"Like all our tax incentives, they [had] a fixed tenure, in this case, of five years,” Ng Nam Sin, assistant managing director of the MAS, told an audience at an Islamic finance event in Singapore on Tuesday morning.
“It is useful to note that Islamic Finance activities will continue to be incentivised, alongside conventional finance activities, under our other existing schemes,” he added.
“The lapsing of the two incentives is thus no reflection of MAS’ continuing commitment to develop Islamic financial services in Singapore.”
Ng went on to stress that Singapore’s “proposition” for the Islamic finance industry had to be about more than “just tax advantage”.
Instead, he went on, the city-state’s success as a financial centre came from “its high standards of regulation; deep and liquid capital market, the presence of international buy side players, and a critical mass of financial intermediaries with expertise to address a wide range of financing needs”.

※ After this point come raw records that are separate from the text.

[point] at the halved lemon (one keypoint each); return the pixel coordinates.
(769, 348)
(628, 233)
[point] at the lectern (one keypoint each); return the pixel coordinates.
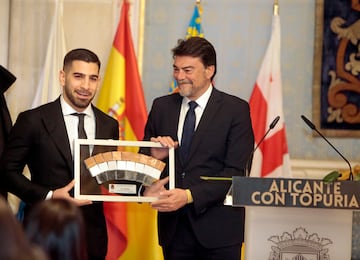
(296, 218)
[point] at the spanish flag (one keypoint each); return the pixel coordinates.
(131, 227)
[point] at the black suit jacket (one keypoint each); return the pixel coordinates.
(39, 139)
(221, 146)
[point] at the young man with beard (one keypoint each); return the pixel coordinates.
(43, 139)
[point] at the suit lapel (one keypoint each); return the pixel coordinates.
(54, 123)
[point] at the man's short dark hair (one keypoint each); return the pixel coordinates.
(82, 55)
(197, 47)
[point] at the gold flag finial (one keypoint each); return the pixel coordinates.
(276, 7)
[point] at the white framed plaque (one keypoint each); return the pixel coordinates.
(116, 171)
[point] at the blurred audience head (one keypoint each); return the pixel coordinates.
(14, 244)
(57, 226)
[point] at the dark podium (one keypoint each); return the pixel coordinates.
(296, 218)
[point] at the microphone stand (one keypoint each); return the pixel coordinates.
(312, 126)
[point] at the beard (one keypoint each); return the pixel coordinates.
(77, 102)
(185, 87)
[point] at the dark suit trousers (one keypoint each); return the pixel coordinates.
(95, 231)
(185, 246)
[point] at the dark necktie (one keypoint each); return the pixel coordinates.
(84, 149)
(86, 181)
(188, 130)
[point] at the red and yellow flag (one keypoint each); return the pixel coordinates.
(132, 228)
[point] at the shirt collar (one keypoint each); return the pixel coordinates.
(203, 99)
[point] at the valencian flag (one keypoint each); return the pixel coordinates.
(131, 227)
(194, 29)
(271, 159)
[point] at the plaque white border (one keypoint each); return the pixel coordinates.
(117, 198)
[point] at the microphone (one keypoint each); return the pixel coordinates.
(271, 126)
(313, 127)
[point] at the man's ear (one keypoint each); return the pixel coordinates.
(210, 70)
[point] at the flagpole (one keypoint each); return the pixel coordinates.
(276, 7)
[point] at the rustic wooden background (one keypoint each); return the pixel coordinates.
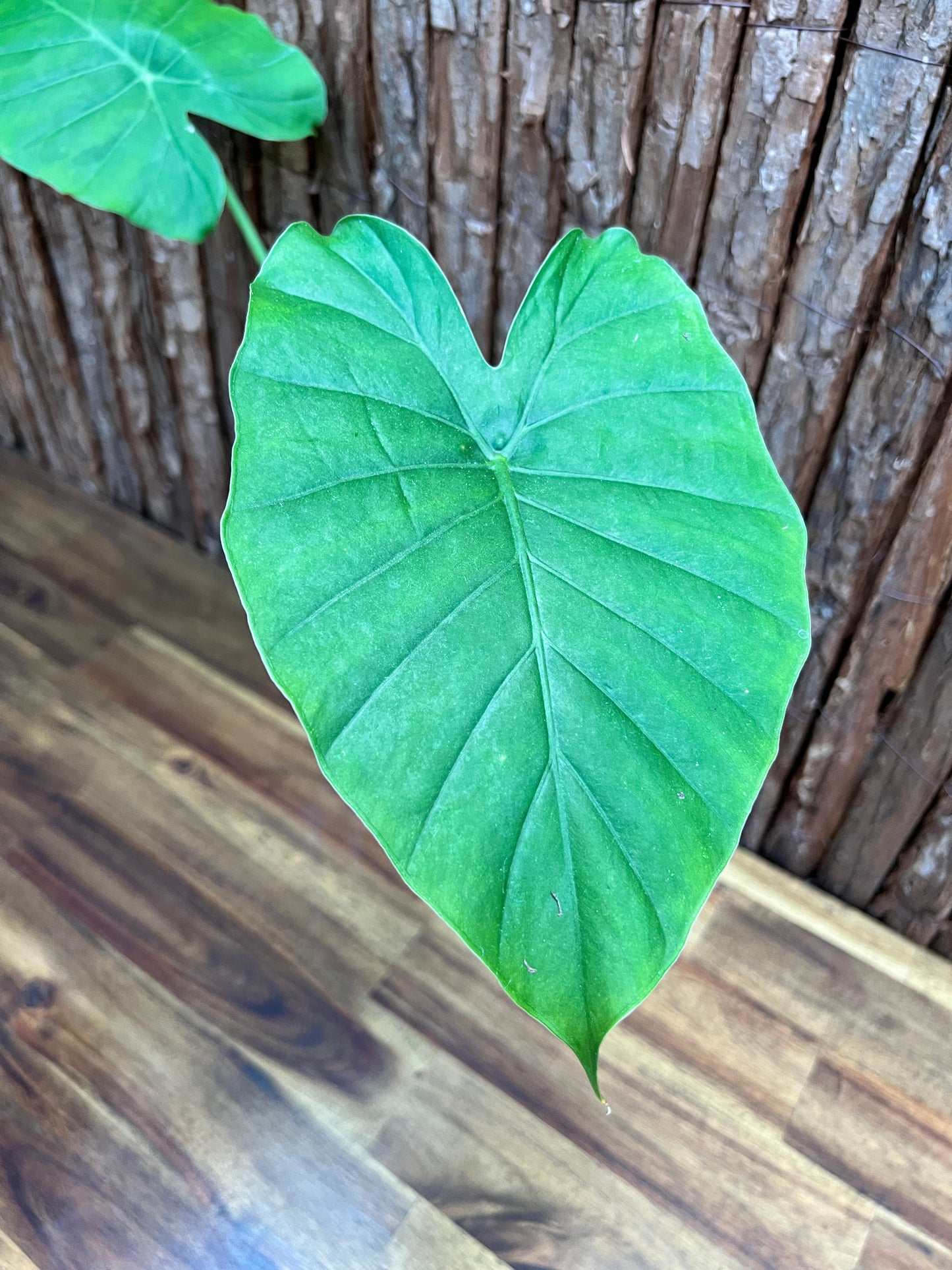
(791, 158)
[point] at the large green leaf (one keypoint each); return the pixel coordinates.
(540, 621)
(96, 97)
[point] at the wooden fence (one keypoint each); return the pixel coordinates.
(791, 158)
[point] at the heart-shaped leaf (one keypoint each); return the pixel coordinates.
(540, 621)
(96, 97)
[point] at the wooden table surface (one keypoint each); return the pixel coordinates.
(231, 1039)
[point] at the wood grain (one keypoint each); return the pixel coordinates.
(776, 109)
(536, 120)
(467, 49)
(230, 1038)
(688, 92)
(887, 428)
(882, 115)
(898, 1153)
(791, 159)
(912, 759)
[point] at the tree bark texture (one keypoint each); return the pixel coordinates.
(793, 159)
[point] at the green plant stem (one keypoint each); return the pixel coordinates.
(256, 244)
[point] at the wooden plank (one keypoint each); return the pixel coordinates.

The global Islamic finance industry is now worth around US$1.3trn, while the sukuk issuance reached a record level in 2012, Ng noted, with demand for such financial products coming not only from the Muslim community but also from non-Muslim investors.
That said, Singapore is located near two major Islamic finance countries: Malaysia, which has established itself as Asia-Pacific's dominant Islamic finance centre, and Indonesia, which has the largest Muslim population of any country, at more than 200 million. Wealthy individuals from both these countries are among those who invest in Singapore's financial services industry.
Singapore has been involved in promoting the sector's growth since 2004, Ng said.